Nachdenklich neigte Lou den Kopf, nickte und fragte: »Und wann meinst du sollten wir aufbrechen?«, als sie den Blick wieder hob schimmerte Sorge in ihren Augen. »Es ist ein weiter Weg nach Draona ... und wir müssen vor Ablauf der Frist des Königs wieder hier sein«, murmelte Lou mehr zu sich selbst und kaute auf einer Haarsträhne herum. »Wie stellt der Drache sich das vor?«
Aufmerksam blickte Kean Lou in die Augen. »Dazu wollte ich noch kommen Lou«, mittlerweile hatte seine Stimme wieder die gewohnte Ernsthaftigkeit zurück gewonnen. »Der Drache hat mir gesagt, wo wir vier Windhengste finden«, fuhr er fort. »Die Hengste sollen uns erst nach Surlmaru bringen. Dort sollen wir mit der Königin sprechen die uns, wie mir von Seiten des Drachens versichert wurde, Hilfe zukommen lassen wird. Dann reiten wir nach Draona, treffen dort den Drachen und dann bringen uns die Windhengste wieder zurück«.

Grinsend blickte Lou ihren Offizier an. So kannte sie Kean. Immer alles zuverlässig und genau geplant.

Was der Drache wohl wollte überlegte Lou. Warum hatte er sich, ausgerechnet jetzt dazu entschieden ihnen zu helfen? Wie auch immer, die mächtigsten Echsen der Welt würden in ihrer Allwissenheit schon die richtige Entscheidung treffen.

Gut«, gähnte sie und streckte sich. Ein wenig aufgeregt war Lou schon, auch wenn sie es gekonnt überspielte. »Dann sag bitte den Zwillingen Bescheid, dass wir bei Morgengrauen aufbrechen«.

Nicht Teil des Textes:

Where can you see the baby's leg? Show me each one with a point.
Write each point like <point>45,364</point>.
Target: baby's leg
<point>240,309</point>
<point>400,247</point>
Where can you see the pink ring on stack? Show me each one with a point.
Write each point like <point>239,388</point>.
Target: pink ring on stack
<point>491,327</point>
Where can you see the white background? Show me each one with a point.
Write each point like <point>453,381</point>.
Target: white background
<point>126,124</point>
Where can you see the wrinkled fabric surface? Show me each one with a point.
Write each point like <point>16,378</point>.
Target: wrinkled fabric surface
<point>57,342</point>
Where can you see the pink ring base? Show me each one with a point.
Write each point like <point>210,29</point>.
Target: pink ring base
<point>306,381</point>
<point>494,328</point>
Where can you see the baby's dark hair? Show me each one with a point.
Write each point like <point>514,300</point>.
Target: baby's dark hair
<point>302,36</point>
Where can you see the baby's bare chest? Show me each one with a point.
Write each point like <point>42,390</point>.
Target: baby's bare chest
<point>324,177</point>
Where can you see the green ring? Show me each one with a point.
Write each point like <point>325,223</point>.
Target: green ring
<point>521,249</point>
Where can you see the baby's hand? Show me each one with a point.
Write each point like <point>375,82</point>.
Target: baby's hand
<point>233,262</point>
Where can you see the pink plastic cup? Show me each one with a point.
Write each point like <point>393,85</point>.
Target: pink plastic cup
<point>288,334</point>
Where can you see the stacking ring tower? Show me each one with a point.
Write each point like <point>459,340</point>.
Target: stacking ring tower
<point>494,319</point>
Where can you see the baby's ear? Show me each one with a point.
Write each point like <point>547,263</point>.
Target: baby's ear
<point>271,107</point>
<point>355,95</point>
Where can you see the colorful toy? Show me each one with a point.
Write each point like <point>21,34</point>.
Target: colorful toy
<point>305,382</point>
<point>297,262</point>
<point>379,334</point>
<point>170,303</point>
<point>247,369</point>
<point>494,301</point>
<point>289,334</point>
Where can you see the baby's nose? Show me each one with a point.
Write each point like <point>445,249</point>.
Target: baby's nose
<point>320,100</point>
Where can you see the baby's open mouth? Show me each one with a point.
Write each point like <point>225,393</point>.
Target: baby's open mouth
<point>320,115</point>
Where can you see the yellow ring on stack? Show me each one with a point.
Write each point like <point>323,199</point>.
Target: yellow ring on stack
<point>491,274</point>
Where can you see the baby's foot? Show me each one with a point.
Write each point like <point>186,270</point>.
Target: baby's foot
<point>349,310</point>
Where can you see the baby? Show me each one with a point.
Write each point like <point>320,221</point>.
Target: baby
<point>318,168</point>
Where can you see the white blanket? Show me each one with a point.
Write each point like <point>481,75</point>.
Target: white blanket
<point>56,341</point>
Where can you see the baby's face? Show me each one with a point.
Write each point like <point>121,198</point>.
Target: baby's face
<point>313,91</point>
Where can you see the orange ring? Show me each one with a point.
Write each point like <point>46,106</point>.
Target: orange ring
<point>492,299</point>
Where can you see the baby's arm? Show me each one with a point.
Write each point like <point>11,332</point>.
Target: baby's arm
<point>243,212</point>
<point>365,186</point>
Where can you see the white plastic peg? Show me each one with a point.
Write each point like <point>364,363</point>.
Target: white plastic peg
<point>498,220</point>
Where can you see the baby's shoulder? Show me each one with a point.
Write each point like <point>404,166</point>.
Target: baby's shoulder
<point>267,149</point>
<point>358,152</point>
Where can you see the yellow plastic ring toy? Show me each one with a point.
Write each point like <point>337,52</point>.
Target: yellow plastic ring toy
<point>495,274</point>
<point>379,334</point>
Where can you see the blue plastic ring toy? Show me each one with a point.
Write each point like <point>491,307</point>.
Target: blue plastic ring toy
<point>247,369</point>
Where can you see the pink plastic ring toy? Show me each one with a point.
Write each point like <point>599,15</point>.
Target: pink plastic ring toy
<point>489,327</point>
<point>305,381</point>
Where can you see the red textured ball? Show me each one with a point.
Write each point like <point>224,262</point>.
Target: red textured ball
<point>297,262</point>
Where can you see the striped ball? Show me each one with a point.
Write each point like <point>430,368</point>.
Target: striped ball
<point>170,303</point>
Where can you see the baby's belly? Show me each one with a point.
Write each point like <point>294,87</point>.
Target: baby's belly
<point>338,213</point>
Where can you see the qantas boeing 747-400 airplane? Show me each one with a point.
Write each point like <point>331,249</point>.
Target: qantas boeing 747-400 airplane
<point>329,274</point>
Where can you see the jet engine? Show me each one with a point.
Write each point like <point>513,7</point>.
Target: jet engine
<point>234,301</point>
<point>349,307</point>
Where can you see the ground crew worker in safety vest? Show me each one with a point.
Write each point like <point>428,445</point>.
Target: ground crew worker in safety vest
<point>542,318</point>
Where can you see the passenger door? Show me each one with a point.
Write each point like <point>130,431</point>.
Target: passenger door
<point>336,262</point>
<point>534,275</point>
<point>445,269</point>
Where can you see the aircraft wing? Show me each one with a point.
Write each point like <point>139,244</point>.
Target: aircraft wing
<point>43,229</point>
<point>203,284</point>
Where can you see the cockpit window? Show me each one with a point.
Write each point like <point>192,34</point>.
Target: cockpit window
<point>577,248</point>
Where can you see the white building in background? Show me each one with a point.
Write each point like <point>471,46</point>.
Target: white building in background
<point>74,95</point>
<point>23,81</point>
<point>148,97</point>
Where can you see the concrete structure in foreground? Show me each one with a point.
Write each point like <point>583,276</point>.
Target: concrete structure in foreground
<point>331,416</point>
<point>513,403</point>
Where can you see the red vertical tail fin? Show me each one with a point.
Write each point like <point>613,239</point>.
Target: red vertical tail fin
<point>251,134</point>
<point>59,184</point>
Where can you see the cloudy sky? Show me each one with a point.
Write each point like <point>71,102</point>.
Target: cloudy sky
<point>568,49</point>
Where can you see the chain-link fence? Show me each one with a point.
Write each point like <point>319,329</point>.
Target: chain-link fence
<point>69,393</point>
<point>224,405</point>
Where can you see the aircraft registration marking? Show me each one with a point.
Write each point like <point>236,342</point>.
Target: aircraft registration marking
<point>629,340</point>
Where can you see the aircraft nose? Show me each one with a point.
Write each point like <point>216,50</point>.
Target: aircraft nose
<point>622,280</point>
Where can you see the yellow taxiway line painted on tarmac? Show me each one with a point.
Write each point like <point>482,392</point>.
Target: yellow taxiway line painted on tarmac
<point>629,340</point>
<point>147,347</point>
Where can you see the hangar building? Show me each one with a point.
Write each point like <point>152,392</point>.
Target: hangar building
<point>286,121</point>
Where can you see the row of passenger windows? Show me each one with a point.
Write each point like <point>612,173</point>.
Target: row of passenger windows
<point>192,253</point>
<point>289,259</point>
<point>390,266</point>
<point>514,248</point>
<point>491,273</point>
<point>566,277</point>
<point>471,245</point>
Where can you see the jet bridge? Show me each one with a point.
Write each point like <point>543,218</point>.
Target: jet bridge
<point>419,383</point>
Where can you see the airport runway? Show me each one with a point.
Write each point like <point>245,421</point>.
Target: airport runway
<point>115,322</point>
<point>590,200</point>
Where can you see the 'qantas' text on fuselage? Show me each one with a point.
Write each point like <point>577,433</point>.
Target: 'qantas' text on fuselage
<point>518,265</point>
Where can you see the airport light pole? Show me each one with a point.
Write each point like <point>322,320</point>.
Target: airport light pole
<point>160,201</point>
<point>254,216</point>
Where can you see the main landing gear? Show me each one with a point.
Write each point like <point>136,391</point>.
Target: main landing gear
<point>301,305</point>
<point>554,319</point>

Die Sonne färbte den Himmel über dem Meer in ein blutiges rot. Der Nebel, der wie ein feiner Silberschleier über den stahlgrauen Wellen hing, hatte sich beinah vollständig verflüchtigt. Der grobkörnige Sand knirschte unter Lous Lederstiefeln. Die Luft war erfühlt vom Rauschen und Schäumen des Meeres. Die Luft schmeckte nach Salz und der Geruch von Fisch wehte über den kargen Strand. Die Schreie der Möwen mischten sich in das Heulen des Windes, welcher an den schroffen Küstengegenden von Jarana nahe zu immer unbarmherzig heulte.

Die Zwillinge sahen immer noch etwas kränklich aus, schienen sich aber von der Nutzung ihrer Gabe weitestgehend erholt zu haben.

Neben einen schroffen Schieferbrocken standen vier große, eisgraue Hengste. Mähne und Schweif waren schneeweiß und lockig. Windhengste. Die schnellsten Pferde unter der Sonne. Einer der Hengste schnaubte leise und scharrte mit den Hufen im Sand. Die klugen, dunklen Augen der Tiere vermittelten den Eindruck als würden sie gerne so schnell wie möglich verschwinden. Was ja auch kein Problem werden dürfte. Schließlich konnten Windhengste, dank ihrer magischen Fähigkeiten, fliegen. Dass sie hier auf sie warteten, um sich reiten zu lassen, lag sicherlich nur daran, dass der Drache auch mit ihnen gesprochen hatte. Für gewöhnlich ließen Windhengste es nicht zu, dass Menschen sich ihnen auch nur näherten.

Langsam trat Lou auf einen der Windhengste zu. Die großen, dunklen Augen des Hengstes folgten ihr. Dann kniete der Windhengst sich in den fechten Sand und ließ Lou aufsteigen.
Das Fell des Tieres war seidenweich. Als er sich wieder aufrichtete wäre Lou beinahe von seinem Rücken gerutscht.

Mit funkelnden Augen drehte Lou sich zu Fura, Liam und Kean um. »Na, dann mal los. Je eher wir aufbrechen umso schneller sind wir in Surlmaru!«, rief sie übermütig.